Women. Unprotected sex is 100% women’s fault.

There is no fucking reason — no reason at all — that it should even be possible to have unprotected sex in our day and age. The odds of having an unplanned baby should be one in a billion. In fact every child born that isn’t planned for should be the next Jesus Christ, because the last time I checked a billion to one covers the court’s definition of impossible.

The only reason that any fetus is ever aborted is because of a woman — a woman who is too lazy and too dumb to put on a raincoat when it’s raining men.

Let me put it this way. If the police find a meth lab in your house, guess who goes to prison. If Chevron finds oil under your house, guess who gets a big fat retirement check. If someone finds a delicious turkey in your oven, guess who gets the praise for it.

That’s right it’s you. You go to prison, you get the check, you get a big honey glazed pat on the back. However, if it’s a woman’s house and a woman’s oven and someone finds a big unwanted bun in it, guess whose fault it is. Somehow in the world of women and their crappy magic math, it’s 50% your fault.

Fuck that.

Women are to blame for every unwanted baby and every abortion in the world for the same reason that everyone laughs at you when you’re hung over. Because you knew exactly what would happen you dumb shit and you did it anyway.
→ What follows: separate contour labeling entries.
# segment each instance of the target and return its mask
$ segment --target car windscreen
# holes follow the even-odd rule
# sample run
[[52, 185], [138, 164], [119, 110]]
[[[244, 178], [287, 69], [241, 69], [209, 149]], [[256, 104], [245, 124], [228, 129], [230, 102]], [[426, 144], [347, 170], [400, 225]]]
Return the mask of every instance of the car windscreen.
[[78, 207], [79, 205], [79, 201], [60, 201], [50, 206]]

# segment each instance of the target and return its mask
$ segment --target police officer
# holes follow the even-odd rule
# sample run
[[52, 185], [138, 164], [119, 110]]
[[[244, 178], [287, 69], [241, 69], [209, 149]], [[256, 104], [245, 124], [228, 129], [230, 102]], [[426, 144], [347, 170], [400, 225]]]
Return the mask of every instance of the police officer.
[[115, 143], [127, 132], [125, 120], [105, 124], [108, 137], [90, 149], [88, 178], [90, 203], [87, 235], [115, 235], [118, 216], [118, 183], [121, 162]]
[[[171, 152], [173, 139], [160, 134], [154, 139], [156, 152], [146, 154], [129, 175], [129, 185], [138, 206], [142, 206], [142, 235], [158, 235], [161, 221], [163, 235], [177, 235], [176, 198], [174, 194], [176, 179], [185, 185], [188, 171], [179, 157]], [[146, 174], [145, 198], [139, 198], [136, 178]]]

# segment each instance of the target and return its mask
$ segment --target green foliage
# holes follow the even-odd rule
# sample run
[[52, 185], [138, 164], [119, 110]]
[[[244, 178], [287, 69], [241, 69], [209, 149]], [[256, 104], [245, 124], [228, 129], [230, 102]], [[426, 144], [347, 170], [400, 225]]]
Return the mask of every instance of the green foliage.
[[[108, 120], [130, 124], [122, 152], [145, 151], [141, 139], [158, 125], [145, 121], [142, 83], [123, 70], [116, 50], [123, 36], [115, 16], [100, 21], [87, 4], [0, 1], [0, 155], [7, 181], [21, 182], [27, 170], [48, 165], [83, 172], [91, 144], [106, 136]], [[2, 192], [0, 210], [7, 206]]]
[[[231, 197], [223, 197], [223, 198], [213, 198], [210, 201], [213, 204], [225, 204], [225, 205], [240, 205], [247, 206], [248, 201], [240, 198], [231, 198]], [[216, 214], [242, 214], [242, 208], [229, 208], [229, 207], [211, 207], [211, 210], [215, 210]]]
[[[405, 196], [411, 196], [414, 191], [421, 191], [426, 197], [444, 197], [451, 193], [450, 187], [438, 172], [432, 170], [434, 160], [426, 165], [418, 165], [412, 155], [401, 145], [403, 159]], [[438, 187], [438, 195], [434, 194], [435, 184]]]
Thinking any differently is like hosting a frat kegger and then being surprised when your house is fucking destroyed.

Have any opinion on abortion you want. Hell write a book on it and call it “Freakonomics 2”; you’re a man and that’s your right as a man. Rest assured, however, that women caused the fucking probably in the first place. You’re simply doing them a courtesy by spending your valuable man-time on it at all.

To every man who’s ever paid for an abortion, completely masculine kudos to you. You’re more responsible than the awful mother you bailed out and you’re a thousand times more generous with yourself than Mother Theresa. It’s funny, women are first in line to claim ownership of their bodies, but once the payments start stacking up, they’re willing to sell some stock.

That’s called integrity. No integrity.